Here, as far as I can see, are the three big top-line differences:
- The 2008 electorate was 74% white, plus 13% black and 9% Latino. The 2010 numbers were 78, 10 and 8. So it was a considerably whiter electorate.
- In 2008, 18-to-29-year-olds made up 18% and those 65-plus made up 16%. Young people actually outvoted old people. This year, the young cohort was down to 11%, and the seniors were up to a whopping 23% of the electorate. That’s a 24-point flip.
- The liberal-moderate-conservative numbers in 2008 were 22%, 44% and 34%. Those numbers for yesterday were 20%, 39% and 41%. A big conservative jump, but in all likelihood because liberals didn’t vote in big numbers.
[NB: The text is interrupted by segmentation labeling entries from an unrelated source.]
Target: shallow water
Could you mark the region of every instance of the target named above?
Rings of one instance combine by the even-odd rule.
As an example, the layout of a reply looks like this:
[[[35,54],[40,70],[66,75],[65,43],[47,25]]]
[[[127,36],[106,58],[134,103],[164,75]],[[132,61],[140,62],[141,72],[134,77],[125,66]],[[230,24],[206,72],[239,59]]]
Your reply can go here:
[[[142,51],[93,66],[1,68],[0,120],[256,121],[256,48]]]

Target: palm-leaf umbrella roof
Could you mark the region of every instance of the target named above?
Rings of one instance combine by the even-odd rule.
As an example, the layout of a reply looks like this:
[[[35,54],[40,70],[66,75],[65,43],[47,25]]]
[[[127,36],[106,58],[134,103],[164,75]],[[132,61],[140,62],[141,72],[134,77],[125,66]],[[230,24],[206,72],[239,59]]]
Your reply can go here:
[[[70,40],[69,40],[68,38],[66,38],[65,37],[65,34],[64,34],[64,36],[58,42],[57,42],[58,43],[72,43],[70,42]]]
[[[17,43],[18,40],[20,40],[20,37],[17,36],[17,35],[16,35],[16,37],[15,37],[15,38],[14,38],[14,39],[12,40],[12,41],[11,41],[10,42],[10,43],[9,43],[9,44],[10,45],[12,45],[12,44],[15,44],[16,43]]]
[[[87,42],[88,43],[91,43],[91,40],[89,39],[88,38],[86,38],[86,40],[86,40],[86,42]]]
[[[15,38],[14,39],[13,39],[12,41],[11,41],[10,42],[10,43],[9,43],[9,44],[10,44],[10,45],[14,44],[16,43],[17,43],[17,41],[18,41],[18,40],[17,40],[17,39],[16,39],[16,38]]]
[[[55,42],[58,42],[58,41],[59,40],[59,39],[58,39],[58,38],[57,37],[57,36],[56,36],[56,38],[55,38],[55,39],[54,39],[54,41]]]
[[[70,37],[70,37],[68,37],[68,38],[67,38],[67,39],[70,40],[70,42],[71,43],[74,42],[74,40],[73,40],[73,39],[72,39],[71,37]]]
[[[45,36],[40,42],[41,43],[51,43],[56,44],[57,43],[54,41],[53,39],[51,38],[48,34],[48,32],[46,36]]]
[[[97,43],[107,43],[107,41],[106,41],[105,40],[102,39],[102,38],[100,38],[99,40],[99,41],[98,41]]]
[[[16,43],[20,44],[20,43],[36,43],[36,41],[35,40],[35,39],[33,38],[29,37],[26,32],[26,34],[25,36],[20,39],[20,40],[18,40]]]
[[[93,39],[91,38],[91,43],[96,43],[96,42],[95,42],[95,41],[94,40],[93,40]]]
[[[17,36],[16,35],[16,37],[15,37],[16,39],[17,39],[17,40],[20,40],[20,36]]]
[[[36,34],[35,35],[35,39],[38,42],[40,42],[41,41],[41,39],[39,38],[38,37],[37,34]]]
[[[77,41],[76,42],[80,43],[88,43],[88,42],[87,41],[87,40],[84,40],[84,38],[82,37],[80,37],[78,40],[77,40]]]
None of which is shocking, of course. In 2008, eight years of Bush, a bad economy, and a fresh, charismatic leader expected to win at the top of the ticket motivated Democrats to turn out. In 2010, a bad economy, an aggressive Democratic agenda, and a wave of fresh candidates motivated Republicans. At the same time, young Democrats were demotivated by a not-aggressive-enough Progressive agenda and polls showing their side was likely to lose.
Moreover, 2010 was a return to normal. Whites and the elderly almost always turn out at higher rates.